One of the points of dispute surrounded Chavez’s promoter Don King, with allegations suggesting that Steele had made decisions in the past which benefitted the legendary promoter’s fighters. This view gained more traction when it came to light that Taylor’s trainer Lou Duva had specifically objected to Steele’s appointment and was overruled by the Nevada State Athletic Commission.
There were also some who pointed out how the referee’s actions were in stark contrast to the way he officiated the 1988 bout between Thomas ‘Hitman’ Hearns and Iran ‘The Blade’ Barkley. In that bout, Hearns was floored heavily by Barkley and, despite being on unsteady feet and in no state to continue, Steele allowed him to carry on. He commented after the bout that a champion like Hearns should be given every chance to defend himself, but he appeared to state the opposite when asked about his actions during Chavez v Taylor.
The allegations of corruption and bribery were never proven. The result, however, remained a black mark against the name of Steele who, at the time, was regarded as one of the best referees in the sport. As a result, he featured less and less in top quality fights.
Chavez retired in 2005 at the age of 43, with an outstanding record of 107-6-2 (86), and is regarded as Mexico’s greatest ever fighter. The Meldrick Taylor story was a less happy one.
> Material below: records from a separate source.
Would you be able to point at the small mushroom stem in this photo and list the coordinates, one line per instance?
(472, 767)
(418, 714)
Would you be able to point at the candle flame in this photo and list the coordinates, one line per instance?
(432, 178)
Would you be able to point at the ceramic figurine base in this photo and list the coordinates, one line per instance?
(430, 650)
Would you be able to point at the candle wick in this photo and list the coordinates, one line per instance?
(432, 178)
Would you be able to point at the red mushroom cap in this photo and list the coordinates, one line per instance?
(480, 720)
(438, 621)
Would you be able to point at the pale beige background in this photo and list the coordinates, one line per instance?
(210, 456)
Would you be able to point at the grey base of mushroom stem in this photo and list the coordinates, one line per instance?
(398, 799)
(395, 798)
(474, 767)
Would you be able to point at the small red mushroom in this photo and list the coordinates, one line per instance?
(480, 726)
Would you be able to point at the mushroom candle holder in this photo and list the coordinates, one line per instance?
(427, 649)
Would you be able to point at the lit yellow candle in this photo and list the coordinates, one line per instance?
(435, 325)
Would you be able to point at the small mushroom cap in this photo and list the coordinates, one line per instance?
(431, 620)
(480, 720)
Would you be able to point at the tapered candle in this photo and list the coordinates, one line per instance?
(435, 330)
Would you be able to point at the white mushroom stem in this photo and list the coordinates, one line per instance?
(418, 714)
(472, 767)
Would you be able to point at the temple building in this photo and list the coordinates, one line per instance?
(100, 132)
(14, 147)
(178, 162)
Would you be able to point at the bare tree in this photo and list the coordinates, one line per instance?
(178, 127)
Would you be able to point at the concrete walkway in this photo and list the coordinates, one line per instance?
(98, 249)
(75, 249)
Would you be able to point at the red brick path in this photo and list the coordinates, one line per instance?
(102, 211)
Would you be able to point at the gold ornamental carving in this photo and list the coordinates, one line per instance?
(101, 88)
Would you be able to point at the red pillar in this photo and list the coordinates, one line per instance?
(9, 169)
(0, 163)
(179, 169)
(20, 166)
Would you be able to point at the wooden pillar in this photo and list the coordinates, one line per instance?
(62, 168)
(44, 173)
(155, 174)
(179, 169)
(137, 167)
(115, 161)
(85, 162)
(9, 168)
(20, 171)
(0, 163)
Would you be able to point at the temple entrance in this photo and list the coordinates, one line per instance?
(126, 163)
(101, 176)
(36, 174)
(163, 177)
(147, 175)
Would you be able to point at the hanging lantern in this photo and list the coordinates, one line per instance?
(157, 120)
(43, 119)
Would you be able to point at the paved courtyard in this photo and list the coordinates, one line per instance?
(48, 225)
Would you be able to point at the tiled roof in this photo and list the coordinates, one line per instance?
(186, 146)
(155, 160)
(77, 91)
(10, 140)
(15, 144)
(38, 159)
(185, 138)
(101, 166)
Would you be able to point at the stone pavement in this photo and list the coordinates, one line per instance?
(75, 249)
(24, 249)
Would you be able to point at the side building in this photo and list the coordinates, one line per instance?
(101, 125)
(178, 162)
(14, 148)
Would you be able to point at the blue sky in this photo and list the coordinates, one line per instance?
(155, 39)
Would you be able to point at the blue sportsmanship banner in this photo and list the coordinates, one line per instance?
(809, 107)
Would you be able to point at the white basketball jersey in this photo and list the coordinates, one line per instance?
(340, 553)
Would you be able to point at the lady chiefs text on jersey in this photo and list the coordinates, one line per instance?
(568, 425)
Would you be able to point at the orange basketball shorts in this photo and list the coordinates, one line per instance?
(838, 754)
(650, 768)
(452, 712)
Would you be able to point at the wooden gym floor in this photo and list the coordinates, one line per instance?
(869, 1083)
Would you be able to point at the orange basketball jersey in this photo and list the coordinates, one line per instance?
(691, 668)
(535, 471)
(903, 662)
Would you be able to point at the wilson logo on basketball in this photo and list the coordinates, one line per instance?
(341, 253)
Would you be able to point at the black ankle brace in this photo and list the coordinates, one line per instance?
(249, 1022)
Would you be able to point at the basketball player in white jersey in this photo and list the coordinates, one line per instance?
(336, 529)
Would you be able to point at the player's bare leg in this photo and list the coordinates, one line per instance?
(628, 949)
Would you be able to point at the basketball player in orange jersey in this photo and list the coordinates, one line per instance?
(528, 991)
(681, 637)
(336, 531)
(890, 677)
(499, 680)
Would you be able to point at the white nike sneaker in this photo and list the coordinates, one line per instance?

He was never the same fighter again and despite winning a second world title, at welterweight, he would lose his title within two years. He lost again to Chavez in 1994, this time by an eighth round decision and without a hint of the controversy that tinged their first encounter. A 2003 HBO Legendary Nights documentary showed the fighter to be suffering from pugilistic dementia and many viewers were shocked as they witnessed the decline of a man who at that time was still only 36.